Vir was in the computer lab and cheerfully acquiesced to the spare charger as well as the laptop specs Peri requested. She figured that if the government was going to give her one, she'd make sure it was top of the line, even if she didn't get to keep it.
"So, Vir, you'd probably know this," she said, sitting on the edge of his desk while he popped RAM into the laptop. "What kind of animal is Chief Costa?"
"He's a boar. Belligerent and cranky. They call him the Red Boar around the office sometimes, but only when he's not in earshot." Vir winked. "Don't tell me you heard it here."
"Sweet. Thanks. Your secret is safe with me." Because it seemed impolite not to ask, she added, "And what about you?"
"Dhole."
"What's that?"
"Southeast Asian wild dog." He looked up from screwing the back of the laptop together and gave her a grin. "We're also called whistling dogs."
"Really? Do you whistle?"
Vir whistled a few bars of Snow White's "Whistle While You Work," which startled her into a laugh.
"I meant do dholes whistle. Can you do that as a dhole?"
"I can, actually. I'll have to show you sometime."
Peri noticed Noah, who had been flipping through a magazine at one of the other desks, was now giving Vir a distinctly unfriendly look. She had to run back the last part of the conversation to figure out why. Oh gosh. Vir's flirting with me, isn't he? And Noah's jealous.
She was so unused to being flirted with that she hadn't even recognized it. The punk hair and her accompanying air of don't-give-a-damn tended to intimidate most guys. With nearly all of her previous boyfriends, she'd approached them.
But Vir was kind of punk himself, with the purple hair and earring.
Sorry, buddy. You're too late. You seem nice, but no regrets here.
Seeming to recognize her withdrawal, Vir turned all business. He flipped over the laptop and handed it to her. "Let me know if you have any problems, okay?
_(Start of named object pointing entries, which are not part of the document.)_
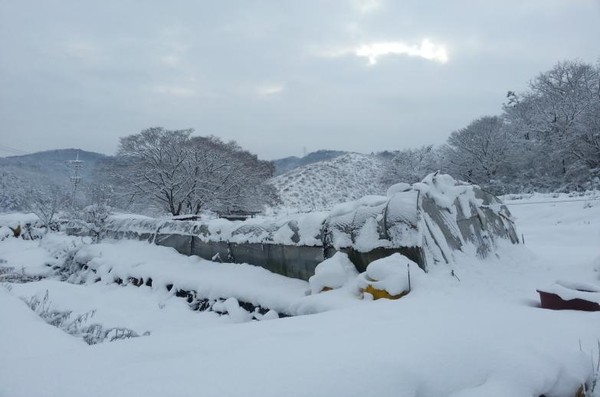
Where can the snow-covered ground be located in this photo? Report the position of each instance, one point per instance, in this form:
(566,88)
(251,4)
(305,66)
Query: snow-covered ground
(476,331)
(320,186)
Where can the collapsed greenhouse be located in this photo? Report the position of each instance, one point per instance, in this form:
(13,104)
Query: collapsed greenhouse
(427,222)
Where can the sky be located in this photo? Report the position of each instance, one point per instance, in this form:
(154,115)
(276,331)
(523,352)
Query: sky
(279,77)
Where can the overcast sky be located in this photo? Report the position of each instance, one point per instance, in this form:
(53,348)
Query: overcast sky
(279,77)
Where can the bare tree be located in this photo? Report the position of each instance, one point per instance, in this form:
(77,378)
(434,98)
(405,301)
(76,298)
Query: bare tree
(45,203)
(186,175)
(412,165)
(479,153)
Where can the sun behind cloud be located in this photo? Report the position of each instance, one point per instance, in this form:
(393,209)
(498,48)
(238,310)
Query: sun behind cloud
(427,49)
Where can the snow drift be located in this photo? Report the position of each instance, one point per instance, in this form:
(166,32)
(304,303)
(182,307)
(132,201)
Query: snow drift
(427,222)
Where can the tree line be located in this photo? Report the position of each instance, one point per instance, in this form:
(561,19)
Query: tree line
(546,138)
(185,174)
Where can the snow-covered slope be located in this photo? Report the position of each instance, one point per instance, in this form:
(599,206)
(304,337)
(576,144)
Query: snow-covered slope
(320,186)
(475,331)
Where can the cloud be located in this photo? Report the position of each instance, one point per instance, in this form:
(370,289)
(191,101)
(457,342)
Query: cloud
(171,60)
(366,6)
(175,91)
(426,50)
(82,50)
(269,90)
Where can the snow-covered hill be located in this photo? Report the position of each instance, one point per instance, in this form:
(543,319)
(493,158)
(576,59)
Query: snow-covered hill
(320,186)
(474,331)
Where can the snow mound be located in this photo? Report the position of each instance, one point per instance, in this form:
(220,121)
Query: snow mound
(333,273)
(395,274)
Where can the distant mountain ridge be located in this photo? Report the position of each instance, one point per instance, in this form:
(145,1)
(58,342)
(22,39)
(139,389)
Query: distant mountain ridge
(289,163)
(321,185)
(50,167)
(53,161)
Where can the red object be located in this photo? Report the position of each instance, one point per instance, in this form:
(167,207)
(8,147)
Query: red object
(555,302)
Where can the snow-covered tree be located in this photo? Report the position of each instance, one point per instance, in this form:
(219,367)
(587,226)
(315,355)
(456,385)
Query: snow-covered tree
(412,165)
(556,122)
(46,202)
(185,174)
(479,153)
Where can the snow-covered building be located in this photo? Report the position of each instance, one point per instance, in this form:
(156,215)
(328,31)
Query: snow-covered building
(427,222)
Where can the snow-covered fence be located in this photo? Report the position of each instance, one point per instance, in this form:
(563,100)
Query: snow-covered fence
(428,222)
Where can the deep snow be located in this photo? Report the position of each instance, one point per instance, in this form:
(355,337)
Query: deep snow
(473,330)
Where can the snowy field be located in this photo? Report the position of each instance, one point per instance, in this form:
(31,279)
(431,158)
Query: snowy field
(471,330)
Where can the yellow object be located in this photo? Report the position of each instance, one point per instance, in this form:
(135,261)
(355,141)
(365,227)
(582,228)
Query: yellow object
(382,294)
(16,231)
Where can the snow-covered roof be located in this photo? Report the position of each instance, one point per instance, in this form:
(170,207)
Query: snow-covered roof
(435,217)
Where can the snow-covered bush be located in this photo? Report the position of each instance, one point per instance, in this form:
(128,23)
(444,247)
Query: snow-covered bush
(76,325)
(333,273)
(93,220)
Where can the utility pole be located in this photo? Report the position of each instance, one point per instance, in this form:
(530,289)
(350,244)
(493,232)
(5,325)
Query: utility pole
(75,166)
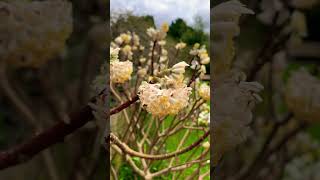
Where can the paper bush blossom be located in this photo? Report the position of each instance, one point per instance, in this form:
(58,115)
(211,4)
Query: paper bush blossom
(204,91)
(234,97)
(34,32)
(167,98)
(120,71)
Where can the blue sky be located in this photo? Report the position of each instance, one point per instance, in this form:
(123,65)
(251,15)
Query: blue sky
(167,10)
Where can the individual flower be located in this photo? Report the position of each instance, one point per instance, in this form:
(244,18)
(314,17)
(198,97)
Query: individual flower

The password is Tucson."
"Thank you," she said, smiling in a way that she hoped was sincere and not at all flirty.
Out in the hall, she murmured to Noah, "You were jealous."
"No I wasn't," he said, a little too quickly.
"Yeah you were." She grinned up at him. "It's flattering. But you've got nothing to be jealous about."
"I never said I was jealous."
"I know." She stopped in the hallway, caught him with the arm that wasn't holding the laptop, and stretched up to kiss him. She could feel him relaxing, and Peri grinned against his mouth.
"All right," he admitted when she broke the kiss. "Maybe a little jealous. Trust me, it wasn't you I was worried about."
They retrieved their luggage from their room, picking up Trish along the way, and went down to the underground parking garage. Thiessen was waiting for them, along with two agents Peri didn't know—at least she thought she didn't, until Trish broke into a beaming grin and greeted the dark-haired woman in sunglasses, and then Peri realized, with a shock, that it was Delgado, wearing sunglasses with her hair combed over the scaly side of her head. This must be her going-out-in-public guise.